If you were successful, the manager will ask follow up questions. If you went too long, you’ll know it in the interviewer’s demeanor that they lost interest.

Being able to map your experience on the job description is key to landing an internship (and, in fact, any job on the planet). Hiring managers don’t have unreasonable expectations towards internship applicants — if you interview for Apple, they won’t expect you to be the next Steve Jobs. They simply want to establish that you will do your job well.

Which bring us to the third critical aspect in the process of getting the perfect internship.

3. Be the person the manager would love to have a beer with (aka manager psychology revealed)

I know this is tough (it was for me at least when I graduated college!). You can be the most qualified person in the room and still not get the job.

Certainly, managers are screening you to see if you’d be able to do the job well but they’re also looking to determine if you’d be a good fit for the company you’re about to join.

Whether you know it or not, a lot of the behavioral questions attempt to establish your fitness with the established office culture. Often times, that weighs more heavily than your actual skills.

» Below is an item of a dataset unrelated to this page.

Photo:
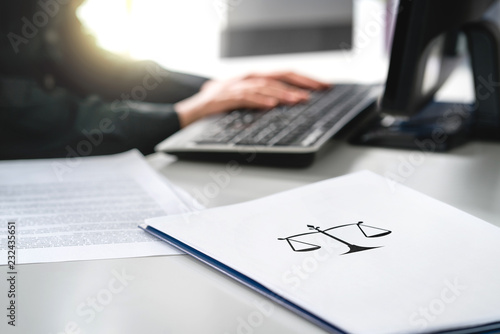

I would hire a candidate that has some of the necessary skills (but not all) who is nice, receptive to feedback and promises to be hardworking over someone who has all the skills but comes off as too aggressive, defensive or inflexible. Put differently, I will cut more slack to the malleable, diligent, humble, eager to learn student than to the applicant that shows even the slightest tendency to not be a fit for my culture from a personality point of view — regardless of their skills and experience.

At the end of the day, managers don’t control a lot of the work load and job demands they need to deal with on a daily basis. A last minute assignment is sent down from upper management and your boss will likely ask you to contribute in one way or another.

The question I ask myself all the time is: when (not if!) sh!t hits the fan, will the intern work late and be in early next day if need be, or will he or she clock out at 5 pm and not come in early enough because of a rough drinking night?

I’m more likely to get a positive answer to the question above if you come off as someone friendly who I would love to have a beer with after a long day at work.

You may be think this is trivial. But ultimately it’s the very simple manager psychology you need to appeal to.

People looking to hire an intern hope to get someone who is hardworking, friendly and willing to step in when they’re an emergency.

That’s why the internship application process is all about the following three critical steps:

a) Step 1: show me your previous experience matches my needs, as a manager (resume)
b) Step 2: prove to me that you’re a great fit by giving me a great elevator pitch and “short and to the point” answers to my questions.
c) Step 3: Convince me that I would love to have a beer with you after work. Aka: don’t be a jerk and convince me you are flexible, hardworking and nice.

If you get to nail down these three strategies in your internship application, you will be closer to an internship than 99.99% of all the intern candidates I have ever interviewed. And I would hire you on my team. Probably on the spot!